Comme les intrigues de ses huit
autres opéras, celle du Nain,créé au Neues Theater de Cologne le 28 mai 1922 sur un livret de George Klaren adapté d'Oscar Wilde, est le
reflet des propres souffrances de Zemlinsky. L’infante de dix-huit printemps de
l’opéra qui, pour son anniversaire, reçoit de son père en cadeau un nain noble
et galant ignorant tout de sa cruelle condition, et qui mourra de la découvrir
dans un miroir que lui aura fait apporter la jeune perverse, est une
réminiscence du comportement d’Alma à l’égard du compositeur. Ce drame en effet
est d’autant plus prégnant que le Nain n’est autre que Zemlinsky lui-même,
« petit, sans menton et les yeux protubérants », selon Alma
Schindler, dont l’Infante et le reflet, elle qui, à 18 ans, était l’élève de
Zemlinsky, qui continuera pourtant à lui vouer un amour sans espoir malgré son
mariage avec Mahler, qui l’appellera à ses côtés comme premier chef d’orchestre
à l’Opéra de Vienne.
Bien que Der Zwerg n’excède pas les quatre-vingt minutes, le fait de présenter
l’ouvrage seul lui donne une résonance considérable, tant la dimension
psychologique et humaine du sujet et la puissance de la musique saisissent l’auditeur
et suscitent réflexion et introspection. Simple mais efficace, la mise en scène
de Philipp Himmelmann, qui réalise sa quatrième production à Nancy, met en
évidence l’intensité dramatique de l’œuvre, loin des arrière-plans juvéniles et
des connotations sexuelles de la production de Richard Jones et Antony McDonald
à l’Opéra de Paris, sertie d’élégants décors de Raimund Bauer et des costumes
années-vingt de Bettina Walter qui contrastent avec le vêtement du Nain directement
sorti d’un tableau de Velázquez qui non seulement permet de dissimuler le bas
des jambes du chanteur dont les genoux actionnent les chaussures, mais aussi de
souligner le coté décalé et hors du temps du personnage.

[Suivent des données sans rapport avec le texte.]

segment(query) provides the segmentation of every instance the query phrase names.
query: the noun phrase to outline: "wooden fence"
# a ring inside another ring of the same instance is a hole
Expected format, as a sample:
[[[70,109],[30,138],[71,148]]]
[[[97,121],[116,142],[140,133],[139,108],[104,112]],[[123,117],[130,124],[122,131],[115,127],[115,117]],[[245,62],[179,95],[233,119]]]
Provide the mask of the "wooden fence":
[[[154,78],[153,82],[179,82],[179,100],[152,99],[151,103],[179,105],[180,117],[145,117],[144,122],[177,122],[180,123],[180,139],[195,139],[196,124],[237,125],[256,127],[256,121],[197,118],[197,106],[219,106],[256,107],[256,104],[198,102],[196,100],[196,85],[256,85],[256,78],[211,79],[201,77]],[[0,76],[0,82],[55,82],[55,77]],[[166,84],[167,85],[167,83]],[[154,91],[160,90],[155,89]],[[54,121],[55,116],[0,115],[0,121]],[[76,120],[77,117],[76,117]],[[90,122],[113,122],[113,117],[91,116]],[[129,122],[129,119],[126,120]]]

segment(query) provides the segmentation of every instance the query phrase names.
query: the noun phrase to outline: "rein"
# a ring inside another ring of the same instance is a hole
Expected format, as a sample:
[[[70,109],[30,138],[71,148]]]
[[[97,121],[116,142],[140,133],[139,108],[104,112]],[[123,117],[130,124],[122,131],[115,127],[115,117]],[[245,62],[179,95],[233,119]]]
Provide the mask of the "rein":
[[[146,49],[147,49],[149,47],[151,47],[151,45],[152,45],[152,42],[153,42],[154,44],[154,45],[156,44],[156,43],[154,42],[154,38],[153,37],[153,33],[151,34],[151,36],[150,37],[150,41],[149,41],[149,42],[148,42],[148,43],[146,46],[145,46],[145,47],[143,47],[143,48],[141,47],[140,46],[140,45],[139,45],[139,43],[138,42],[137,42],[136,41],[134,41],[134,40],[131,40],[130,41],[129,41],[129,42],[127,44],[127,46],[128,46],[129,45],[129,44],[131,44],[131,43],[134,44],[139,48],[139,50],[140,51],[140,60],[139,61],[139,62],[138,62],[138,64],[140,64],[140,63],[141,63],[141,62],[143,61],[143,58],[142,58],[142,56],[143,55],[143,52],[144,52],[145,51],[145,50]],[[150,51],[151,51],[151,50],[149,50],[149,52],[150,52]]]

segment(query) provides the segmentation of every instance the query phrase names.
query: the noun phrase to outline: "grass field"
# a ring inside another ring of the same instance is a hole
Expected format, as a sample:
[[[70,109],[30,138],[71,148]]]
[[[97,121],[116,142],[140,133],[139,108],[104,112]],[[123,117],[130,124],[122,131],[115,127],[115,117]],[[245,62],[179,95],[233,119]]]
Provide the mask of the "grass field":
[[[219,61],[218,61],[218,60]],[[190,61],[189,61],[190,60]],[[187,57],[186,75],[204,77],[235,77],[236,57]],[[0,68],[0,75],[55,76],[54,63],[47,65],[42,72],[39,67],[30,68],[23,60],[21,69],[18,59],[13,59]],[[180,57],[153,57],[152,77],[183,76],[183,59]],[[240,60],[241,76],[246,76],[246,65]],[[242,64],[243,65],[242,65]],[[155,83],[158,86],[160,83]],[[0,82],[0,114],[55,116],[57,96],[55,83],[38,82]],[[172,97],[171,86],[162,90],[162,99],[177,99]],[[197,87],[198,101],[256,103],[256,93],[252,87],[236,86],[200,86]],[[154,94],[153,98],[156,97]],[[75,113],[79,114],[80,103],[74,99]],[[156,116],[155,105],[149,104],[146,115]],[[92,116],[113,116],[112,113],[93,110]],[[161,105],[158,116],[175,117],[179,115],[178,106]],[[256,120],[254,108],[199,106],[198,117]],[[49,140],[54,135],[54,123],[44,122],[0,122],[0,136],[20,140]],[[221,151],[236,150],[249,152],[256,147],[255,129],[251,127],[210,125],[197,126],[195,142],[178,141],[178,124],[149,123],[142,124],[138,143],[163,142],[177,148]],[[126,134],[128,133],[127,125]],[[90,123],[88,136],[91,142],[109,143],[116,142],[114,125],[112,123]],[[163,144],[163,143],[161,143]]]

Helena Juntunen (l'Infante Clara) et ses compagnes. Photo : (c) Opéra de Nancy, DR
La distribution réunie par l’Opéra
de Nancy est très homogène, emmenée par le ténor héroïque étatsunien Erik
Fenton, Nain tragique et bouleversant qui domine avec une aisance singulière ce
rôle exigeant et tendu à l’extrême, tandis qu’il est continuellement sur ses
genoux, le bas des jambes caché par une cape. Saluée ici même pour sa magnifique
prestation dans Der ferne Klang de Franz
Schreker à Strasbourg en début de saison, déjà entendue à Nancy dans le Mahagonny en 2007 et la Ville morte de Erich Wolfgang Korngold
en 2010, Helena Juntunen a le charme, l’abattage et le bronze mais aussi la
fraîcheur et l’insouciance pernicieuse qui siéent à l’Infante. Eleonore
Marguerre est une Ghita touchante, seul être à ressentir de la compassion pour
le Nain, dont elle n’ose pourtant pas s’approcher. Oleg Bryjak est un majordome
noir et pompeux. Les seconds rôles sont parfaitement tenus.
Dans la fosse, le chef viennois Christian
Arming dirige Zemlinsky de façon idiomatique, ancrant directement et sans ambiguïté
l’œuvre dans la tradition à la viennoise, par les couleur et la sensualité, et
wagnérienne par l’élan et les tensions chromatiques - le duo Infante/Nain est d’une
densité comparable au duo d’amour du deuxième acte de Tristan -, dirigeant la partition avec énergie, délectation et onirisme,
imposant ses évidentes affinités
avec l’univers torturé et complexe de Zemlinsky et le chromatisme exacerbé et
charnel du maître d’Arnold Schönberg et de l’ami d’Alban Berg associé au mode
et à la gamme par tons. Transcendé par le chef, l’Orchestre symphonique et
lyrique de Nancy s’est ainsi laissé porter à la fusion, tous les pupitres brillant
sans discontinuer, autant individuellement que collectivement.